Saya membaca berita dari sebuah media massa online bahwa Konggres Filipina (semacam DPR-nya Filipina) belum lama ini mengesahkan Undang-Undang yang mengharuskan setiap siswa sekolah dari tingkat SD hingga SMA untuk menanam minimal 10 pohon sebagai syarat kelulusan.
Jauh sebelumnya, saya pernah mendengar ada beberapa negara yang menjadikan uji Karawitan sebagai syarat kenaikan kelas dan kelulusan sekolah.
Atas berita-berita itu, saya geleng-geleng kepala. Terus terang saya merasa cemburu, kenapa kebijakan seperti itu tidak bisa (atau tidak akan) diberlakukan di Negara saya.
Agak pesimis juga hal itu terjadi di lingkungan tempat tinggal saya melihat kecenderungan dan gerak orientasi dunia pendidikan yang sedang diterapkan sekarang.
Menanam pohon dan bermain Karawitan seolah-olah bukan bagian -atau setidaknya- mengandung nilai pendidikan yang penting bagi generasi penerus bangsa, yakni anak-anak sekolah itu. Anak-anak sekolah disini sedang dipacu, diajari, dan diyakin-yakinkan untuk menjadi unggul dengan meraih prestasi, itupun kadang-kadang sebatas prestasi akademik.
Ada kecenderungan kuat, anak-anak pelajar kita sedang dilatih untuk saling mengungguli satu sama lain dan belajar bagaimana cara memanen/meraih sebanyak-banyaknya dari setiap kesempatan dan peluang disekitarnya. Produktivitas dalam pencapaian prestasi diri adalah arus utama yang selalu digelorakan terhadap para murid di sekolah.

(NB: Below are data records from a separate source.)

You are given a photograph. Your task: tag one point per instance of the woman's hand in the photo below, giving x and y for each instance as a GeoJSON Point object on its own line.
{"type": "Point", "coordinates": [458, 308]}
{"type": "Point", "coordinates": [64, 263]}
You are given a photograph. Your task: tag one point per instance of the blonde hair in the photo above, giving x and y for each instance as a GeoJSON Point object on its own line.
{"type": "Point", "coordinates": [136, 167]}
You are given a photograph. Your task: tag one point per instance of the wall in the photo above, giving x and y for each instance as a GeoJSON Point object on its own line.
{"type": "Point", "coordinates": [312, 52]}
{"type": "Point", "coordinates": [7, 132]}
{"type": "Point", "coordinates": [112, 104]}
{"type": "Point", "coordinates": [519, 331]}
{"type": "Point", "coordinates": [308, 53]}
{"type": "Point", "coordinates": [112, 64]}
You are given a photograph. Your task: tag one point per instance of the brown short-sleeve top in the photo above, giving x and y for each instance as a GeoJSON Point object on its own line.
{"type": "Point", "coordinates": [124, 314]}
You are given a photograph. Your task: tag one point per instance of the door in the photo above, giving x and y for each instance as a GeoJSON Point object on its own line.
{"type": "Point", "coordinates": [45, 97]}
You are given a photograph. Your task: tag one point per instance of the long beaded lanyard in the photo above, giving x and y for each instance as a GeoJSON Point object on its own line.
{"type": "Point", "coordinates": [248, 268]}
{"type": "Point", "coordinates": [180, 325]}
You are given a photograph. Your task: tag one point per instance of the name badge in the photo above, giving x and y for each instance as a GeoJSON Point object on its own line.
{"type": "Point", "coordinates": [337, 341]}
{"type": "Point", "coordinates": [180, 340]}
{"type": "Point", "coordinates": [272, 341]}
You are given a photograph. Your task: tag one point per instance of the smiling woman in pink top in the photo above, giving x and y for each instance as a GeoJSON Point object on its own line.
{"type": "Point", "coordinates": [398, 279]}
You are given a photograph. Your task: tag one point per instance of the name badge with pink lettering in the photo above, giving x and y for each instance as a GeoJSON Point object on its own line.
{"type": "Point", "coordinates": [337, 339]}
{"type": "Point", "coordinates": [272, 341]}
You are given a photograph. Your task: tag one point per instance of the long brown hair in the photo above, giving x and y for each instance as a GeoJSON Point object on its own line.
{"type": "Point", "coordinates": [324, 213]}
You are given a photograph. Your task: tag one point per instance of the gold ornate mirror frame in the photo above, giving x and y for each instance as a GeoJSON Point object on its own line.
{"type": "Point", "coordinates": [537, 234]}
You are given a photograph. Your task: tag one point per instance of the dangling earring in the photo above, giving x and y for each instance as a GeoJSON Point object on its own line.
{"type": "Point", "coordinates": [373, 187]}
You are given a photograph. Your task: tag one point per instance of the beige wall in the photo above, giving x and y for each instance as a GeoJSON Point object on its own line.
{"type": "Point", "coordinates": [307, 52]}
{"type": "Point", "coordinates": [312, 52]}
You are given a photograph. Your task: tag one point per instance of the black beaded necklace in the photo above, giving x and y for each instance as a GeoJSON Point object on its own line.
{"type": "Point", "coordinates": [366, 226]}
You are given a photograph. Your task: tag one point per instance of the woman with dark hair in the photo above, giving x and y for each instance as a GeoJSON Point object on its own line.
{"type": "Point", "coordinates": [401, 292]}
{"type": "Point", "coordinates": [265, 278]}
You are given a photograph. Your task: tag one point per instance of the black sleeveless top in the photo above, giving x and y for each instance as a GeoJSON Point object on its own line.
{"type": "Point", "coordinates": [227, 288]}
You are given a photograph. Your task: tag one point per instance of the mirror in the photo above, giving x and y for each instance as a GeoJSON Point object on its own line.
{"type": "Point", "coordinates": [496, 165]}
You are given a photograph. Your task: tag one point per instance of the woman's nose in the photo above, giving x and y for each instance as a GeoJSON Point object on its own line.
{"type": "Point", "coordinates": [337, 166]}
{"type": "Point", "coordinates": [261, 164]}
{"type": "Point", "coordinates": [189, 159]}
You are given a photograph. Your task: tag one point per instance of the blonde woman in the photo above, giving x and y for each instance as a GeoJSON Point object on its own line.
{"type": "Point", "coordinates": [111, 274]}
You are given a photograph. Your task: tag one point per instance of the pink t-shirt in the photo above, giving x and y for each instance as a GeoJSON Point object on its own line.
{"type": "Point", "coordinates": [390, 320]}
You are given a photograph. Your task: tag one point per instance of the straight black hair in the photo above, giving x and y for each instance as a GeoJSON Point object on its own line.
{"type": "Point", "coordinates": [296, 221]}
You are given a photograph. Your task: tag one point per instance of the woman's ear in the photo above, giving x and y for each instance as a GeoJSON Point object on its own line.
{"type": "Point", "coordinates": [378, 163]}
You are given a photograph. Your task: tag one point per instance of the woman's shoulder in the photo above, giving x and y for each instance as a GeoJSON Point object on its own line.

Dunia sedang memasuki abad industrialisasi yang teramat cepat percepatan dan mengandung kompleksitasnya yang rumit. Generasi penerus harus diajari bagaimana cara bersaing dan saling mengungguli sejak dini agar tidak kelabakan ditikungan jaman esok.
Saya belum memiliki cukup informasi apakah pemerintah Filipina tidak melihat ini sebagai aim goal
Dalam proses pendidikan bagi generasi muda bangsa mereka. Ketika Konggres bangsa Filipina mengesahkan undang-undang tentang kewajiban menanam pohon sebagai syarat lulus sekolah, saya melihat, mereka sedang ingin mengajari para siswa sekolah untuk belajar peduli dan mengalami proses empirisme substansial. Kalau kita menanam pohon hari ini, kita langsung akan menyadari dan mengerti bahwa kita tidak akan bisa cepat memanem hasilnya.
Ada juga kemungkinan lain, yakni tidak setiap yang kita tanam, kita akan nikmati hasilnya. Tanaman kita hari ini adalah tabungan untuk anak-anak dan generasi kita pada masa mendatang. Konggres Filipina, dengan itu sedang mengajari para pelajar Filipina agar belajar bagaimana mengenal kelangsungan hidup masa depannya.
Saya tidak sedang kecewa dan mencibir bangsaku. Justru saya menuliskan ini karena saya teramat mencintai bangsa dan negaraku, saya mencintai dengan sedalam-dalamnya cinta dan berharap agar bangsaku akan hidup 1000 tahun lagi, sebagaimana puisi Chairil Anwar itu.